Aims: We re-audited inpatient hypoglycaemia management and the impact of the standardized hypo-boxes and guidelines.
Methods: For the purposes of these audits, hypoglycaemia, was defined as capillary blood glucose (CBG) ≤4 mmol/l and Recognition by staff as identifying the low CBG and initiating treatment. On a single day, 126 diabetes inpatients were identified, of whom n=33 had ≧1 episode(s) of hypoglycaemia totaling 62 events, as evidenced by their CBG. Data relating to recognition and management of the event(s) by the staff was collected and compared with the 2009 audit.
Results: Similar numbers of inpatients with diabetes experienced hypoglycaemia in 2009 (n=32/120) and 2011 (n=33/126), but the total episodes decreased from 79 to 62. Frontline staff failed to recognize hypoglycaemia in n=12 (36% of 33). Only 64% of the initial and 27% of the subsequent management was appropriate despite the new management tools. Recognition and management was better when events were recurrent (100% at >4 recurrences). Recovery from hypoglycaemia was confirmed in 24% in 2011 vs only 6% in 2009. Documentation in notes; ranged from 12% with one event and 55% with ≧4 events compared to 3% and 13% in 2009. Medication-review and diabetes-team referral improved by 6% and 15% respectively. Introduction of the hypo-box was considered beneficial by 73% of frontline staff.

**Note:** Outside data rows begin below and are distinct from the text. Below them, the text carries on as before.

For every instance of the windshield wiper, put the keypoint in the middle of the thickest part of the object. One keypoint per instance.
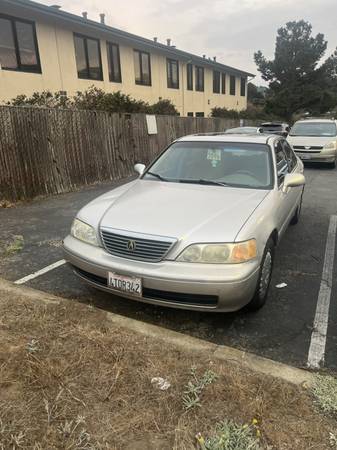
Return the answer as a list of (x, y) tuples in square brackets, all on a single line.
[(157, 176), (203, 181)]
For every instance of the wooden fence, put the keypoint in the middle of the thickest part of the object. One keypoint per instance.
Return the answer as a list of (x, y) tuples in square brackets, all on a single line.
[(50, 151)]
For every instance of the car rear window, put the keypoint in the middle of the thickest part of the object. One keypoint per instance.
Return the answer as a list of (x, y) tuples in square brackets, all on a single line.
[(323, 129)]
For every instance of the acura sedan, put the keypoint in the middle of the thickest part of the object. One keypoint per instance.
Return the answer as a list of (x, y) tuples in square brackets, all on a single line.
[(198, 228)]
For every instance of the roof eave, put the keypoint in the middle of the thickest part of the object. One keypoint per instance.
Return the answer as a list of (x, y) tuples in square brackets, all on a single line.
[(72, 18)]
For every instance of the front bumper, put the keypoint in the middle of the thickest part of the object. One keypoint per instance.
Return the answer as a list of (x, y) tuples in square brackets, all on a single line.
[(205, 287)]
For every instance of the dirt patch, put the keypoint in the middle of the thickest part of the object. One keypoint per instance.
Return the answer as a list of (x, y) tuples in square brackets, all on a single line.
[(9, 247), (70, 379)]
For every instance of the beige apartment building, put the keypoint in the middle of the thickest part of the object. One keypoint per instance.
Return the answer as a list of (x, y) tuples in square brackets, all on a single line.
[(45, 48)]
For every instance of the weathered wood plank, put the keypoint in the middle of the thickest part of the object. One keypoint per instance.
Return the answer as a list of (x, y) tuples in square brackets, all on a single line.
[(50, 151)]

Conclusions: Introduction of hypoboxes and guidelines have led to improved reassessment and documentation after treatment and the benefit reflected by the fewer number of recurrent hypos. Further guidelines to proactively decrease the incidence of hypoglycaemia are planned.
Declaration of interest: The authors declare that there is no conflict of interest that could be perceived as prejudicing the impartiality of the research project.
Funding: This research did not receive any specific grant from any funding agency in the public, commercial or not-for-profit sector.